Freud conclui, no texto "Inibição, Sintoma e Angústia", que para cada fase do desenvolvimento há um determinante de angústia vinculado a algum tipo de perda que sempre remete a uma vivência passada - "É verdade que, à medida que continua o desenvolvimento do eu, as situações de perigo mais antigas tendem a perder sua força e a ser postas de lado, de modo que podemos dizer que cada período da vida do indivíduo tem seu determinante apropriado de angústia. Assim, o perigo do desamparo psíquico é apropriado ao perigo de vida quando o eu do indivíduo é imaturo; o perigo da perda de objeto, até a primeira infância, quando ele ainda se acha na dependência dos outros; o perigo da castração até a fase fálica; e o medo do seu supereu, até o período de latência." (Freud, 1926, p. 166).
Um pouco mais tarde, em sua conferência Angústia e Vida Pulsional, lemos, ainda: "O perigo do desamparo psíquico ajusta-se ao estádio da imaturidade inicial do eu; o perigo de perda de um objeto (ou perda do amor) ajusta-se a falta de auto-suficiência dos primeiros anos da infância; o perigo de ser castrado ajusta-se a fase fálica ; e finalmente, o temor ao supereu, que assume uma posição especial, ajusta-se ao período de latência." (Freud, 1933, p. 111).
FREUD, S. Edição Standard Brasileira das Obras Psicológicas Completas de Sigmund Freud, Rio de Janeiro, Imago, 1996:
____ Conferência XXV - Angústia (1917), vol. XVI.

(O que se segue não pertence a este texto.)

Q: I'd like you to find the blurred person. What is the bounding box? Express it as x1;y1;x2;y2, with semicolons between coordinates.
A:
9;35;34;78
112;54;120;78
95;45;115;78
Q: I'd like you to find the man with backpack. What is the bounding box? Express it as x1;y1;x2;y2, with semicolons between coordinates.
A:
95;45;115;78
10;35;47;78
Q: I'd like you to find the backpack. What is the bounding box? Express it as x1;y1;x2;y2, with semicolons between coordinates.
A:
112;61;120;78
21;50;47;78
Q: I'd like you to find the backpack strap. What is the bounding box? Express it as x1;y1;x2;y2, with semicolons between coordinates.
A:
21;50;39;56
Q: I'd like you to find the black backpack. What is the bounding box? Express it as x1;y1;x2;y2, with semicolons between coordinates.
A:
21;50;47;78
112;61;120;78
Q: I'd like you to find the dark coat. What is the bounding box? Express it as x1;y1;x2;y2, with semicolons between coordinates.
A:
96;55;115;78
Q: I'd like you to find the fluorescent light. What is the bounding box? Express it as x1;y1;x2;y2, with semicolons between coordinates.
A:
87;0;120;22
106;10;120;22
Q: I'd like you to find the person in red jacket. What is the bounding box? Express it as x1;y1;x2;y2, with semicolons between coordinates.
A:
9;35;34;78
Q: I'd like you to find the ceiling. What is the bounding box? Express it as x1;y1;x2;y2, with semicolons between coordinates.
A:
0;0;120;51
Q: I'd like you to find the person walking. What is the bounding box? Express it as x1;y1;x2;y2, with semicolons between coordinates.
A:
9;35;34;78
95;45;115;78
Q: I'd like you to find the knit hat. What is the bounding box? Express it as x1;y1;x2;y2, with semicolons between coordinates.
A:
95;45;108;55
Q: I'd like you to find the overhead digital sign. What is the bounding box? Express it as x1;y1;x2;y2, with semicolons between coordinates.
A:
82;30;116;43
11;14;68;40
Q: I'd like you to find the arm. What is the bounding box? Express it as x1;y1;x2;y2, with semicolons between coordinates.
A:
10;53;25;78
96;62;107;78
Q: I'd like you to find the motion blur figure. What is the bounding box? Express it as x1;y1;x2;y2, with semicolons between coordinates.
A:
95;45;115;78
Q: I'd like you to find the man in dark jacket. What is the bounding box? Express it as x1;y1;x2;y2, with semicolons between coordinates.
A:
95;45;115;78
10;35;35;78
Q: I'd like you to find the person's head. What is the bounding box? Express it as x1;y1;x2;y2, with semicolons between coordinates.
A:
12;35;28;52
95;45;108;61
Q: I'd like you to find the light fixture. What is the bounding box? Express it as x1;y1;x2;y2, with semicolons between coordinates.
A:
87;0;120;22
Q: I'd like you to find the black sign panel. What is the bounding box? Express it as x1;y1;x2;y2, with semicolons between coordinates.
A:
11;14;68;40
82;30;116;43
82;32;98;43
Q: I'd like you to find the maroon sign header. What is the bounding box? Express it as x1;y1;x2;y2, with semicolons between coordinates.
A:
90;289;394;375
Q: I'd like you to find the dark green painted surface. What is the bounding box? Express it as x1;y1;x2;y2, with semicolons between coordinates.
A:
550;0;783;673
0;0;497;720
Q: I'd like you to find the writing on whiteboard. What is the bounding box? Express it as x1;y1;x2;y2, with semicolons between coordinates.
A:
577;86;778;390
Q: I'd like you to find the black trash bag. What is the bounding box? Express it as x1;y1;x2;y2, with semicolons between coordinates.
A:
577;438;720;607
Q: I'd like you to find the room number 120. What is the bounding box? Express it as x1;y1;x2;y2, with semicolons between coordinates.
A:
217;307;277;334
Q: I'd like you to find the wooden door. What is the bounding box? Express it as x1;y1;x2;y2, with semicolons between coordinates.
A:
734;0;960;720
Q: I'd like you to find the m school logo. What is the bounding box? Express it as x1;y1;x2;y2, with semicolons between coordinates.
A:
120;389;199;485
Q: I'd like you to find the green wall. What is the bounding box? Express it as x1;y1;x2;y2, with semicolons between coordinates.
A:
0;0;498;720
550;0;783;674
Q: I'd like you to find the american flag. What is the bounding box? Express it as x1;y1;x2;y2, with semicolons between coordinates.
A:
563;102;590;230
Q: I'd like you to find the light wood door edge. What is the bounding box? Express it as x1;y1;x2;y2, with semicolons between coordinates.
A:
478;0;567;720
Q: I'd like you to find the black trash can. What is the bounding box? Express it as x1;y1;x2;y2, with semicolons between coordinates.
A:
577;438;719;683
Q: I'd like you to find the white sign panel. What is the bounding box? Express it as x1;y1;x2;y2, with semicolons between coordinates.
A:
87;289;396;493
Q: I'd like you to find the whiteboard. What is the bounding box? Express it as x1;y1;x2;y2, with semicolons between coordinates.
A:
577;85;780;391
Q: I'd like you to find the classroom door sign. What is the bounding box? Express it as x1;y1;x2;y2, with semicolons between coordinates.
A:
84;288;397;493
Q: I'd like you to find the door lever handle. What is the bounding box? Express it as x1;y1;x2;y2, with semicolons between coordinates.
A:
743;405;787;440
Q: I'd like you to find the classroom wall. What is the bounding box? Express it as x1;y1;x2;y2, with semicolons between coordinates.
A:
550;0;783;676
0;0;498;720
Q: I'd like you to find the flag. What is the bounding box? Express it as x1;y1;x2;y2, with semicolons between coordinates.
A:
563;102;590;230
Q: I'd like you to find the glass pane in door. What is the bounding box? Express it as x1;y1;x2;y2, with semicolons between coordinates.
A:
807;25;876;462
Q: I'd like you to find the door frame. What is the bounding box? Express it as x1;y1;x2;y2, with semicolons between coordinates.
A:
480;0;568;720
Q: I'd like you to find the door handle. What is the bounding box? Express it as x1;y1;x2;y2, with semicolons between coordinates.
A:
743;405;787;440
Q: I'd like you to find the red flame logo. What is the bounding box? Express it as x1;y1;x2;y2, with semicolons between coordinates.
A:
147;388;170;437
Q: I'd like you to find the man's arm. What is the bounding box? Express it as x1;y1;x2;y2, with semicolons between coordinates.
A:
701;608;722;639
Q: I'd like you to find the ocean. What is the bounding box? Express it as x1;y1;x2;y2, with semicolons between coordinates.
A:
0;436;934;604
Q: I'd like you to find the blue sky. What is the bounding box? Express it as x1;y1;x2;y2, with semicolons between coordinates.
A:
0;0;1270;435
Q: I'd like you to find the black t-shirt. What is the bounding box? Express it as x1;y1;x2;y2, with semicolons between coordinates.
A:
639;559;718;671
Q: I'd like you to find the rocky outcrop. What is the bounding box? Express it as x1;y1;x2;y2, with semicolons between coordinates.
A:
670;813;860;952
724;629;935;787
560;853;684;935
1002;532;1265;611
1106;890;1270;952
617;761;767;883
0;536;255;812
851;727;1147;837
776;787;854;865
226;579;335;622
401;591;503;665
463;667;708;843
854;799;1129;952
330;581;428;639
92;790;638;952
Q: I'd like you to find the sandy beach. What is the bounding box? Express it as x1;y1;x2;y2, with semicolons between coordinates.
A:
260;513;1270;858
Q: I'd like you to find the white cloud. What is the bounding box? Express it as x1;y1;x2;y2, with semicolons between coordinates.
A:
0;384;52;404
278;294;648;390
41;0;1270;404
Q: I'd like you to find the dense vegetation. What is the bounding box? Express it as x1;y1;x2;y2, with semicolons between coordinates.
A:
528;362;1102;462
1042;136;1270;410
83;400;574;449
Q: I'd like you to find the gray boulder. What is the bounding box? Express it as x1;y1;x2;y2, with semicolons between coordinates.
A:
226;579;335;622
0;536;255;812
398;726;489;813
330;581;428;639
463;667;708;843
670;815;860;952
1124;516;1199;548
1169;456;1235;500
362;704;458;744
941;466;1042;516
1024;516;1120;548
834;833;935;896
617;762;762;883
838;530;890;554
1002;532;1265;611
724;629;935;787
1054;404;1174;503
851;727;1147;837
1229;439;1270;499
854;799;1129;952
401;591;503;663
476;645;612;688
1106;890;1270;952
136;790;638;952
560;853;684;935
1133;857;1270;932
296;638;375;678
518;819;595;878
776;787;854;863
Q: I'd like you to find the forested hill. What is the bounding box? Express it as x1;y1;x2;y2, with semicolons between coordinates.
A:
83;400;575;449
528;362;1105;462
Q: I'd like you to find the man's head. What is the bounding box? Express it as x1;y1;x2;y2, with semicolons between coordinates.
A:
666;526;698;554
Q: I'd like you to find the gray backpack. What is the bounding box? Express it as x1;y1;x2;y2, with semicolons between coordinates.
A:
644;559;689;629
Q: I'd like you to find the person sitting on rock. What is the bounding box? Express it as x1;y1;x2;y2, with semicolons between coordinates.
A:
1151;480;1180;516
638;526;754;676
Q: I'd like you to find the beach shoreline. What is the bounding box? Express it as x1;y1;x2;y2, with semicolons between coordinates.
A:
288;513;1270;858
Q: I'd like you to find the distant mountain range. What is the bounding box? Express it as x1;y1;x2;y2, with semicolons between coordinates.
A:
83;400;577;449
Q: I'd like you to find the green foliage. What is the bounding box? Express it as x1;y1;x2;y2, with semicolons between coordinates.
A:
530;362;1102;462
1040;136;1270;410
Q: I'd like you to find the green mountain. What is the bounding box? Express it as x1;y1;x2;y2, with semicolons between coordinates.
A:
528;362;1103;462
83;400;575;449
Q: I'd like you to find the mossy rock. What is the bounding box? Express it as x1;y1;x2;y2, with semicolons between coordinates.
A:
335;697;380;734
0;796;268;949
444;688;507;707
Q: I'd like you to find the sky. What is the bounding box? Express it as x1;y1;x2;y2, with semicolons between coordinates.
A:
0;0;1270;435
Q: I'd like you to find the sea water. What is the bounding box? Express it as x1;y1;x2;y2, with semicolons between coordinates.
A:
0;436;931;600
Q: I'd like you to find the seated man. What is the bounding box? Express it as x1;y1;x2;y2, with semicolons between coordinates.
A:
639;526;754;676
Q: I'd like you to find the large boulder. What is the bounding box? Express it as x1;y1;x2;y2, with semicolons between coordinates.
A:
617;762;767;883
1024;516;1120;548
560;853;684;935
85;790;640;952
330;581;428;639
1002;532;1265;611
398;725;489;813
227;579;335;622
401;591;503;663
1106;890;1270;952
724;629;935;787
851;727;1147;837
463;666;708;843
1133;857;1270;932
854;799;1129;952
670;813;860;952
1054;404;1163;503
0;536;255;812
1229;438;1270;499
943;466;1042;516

____ A Organização Genital Infantil: Uma Interpolação na Teoria da Sexualidade (1923), vol. XIX.
____ A Dissolução do Complexo de Édipo (1924), vol. XIX.
____ Algumas Conseqüências Psíquicas da Distinção Anatômica entre os Sexos (1925), vol. XIX.
____ Inibições, Sintomas e Angústia (1926), vol. XX.
____ Conferência XXXII - Angústia e Vida Pulsional ( 1933), vol. XXII.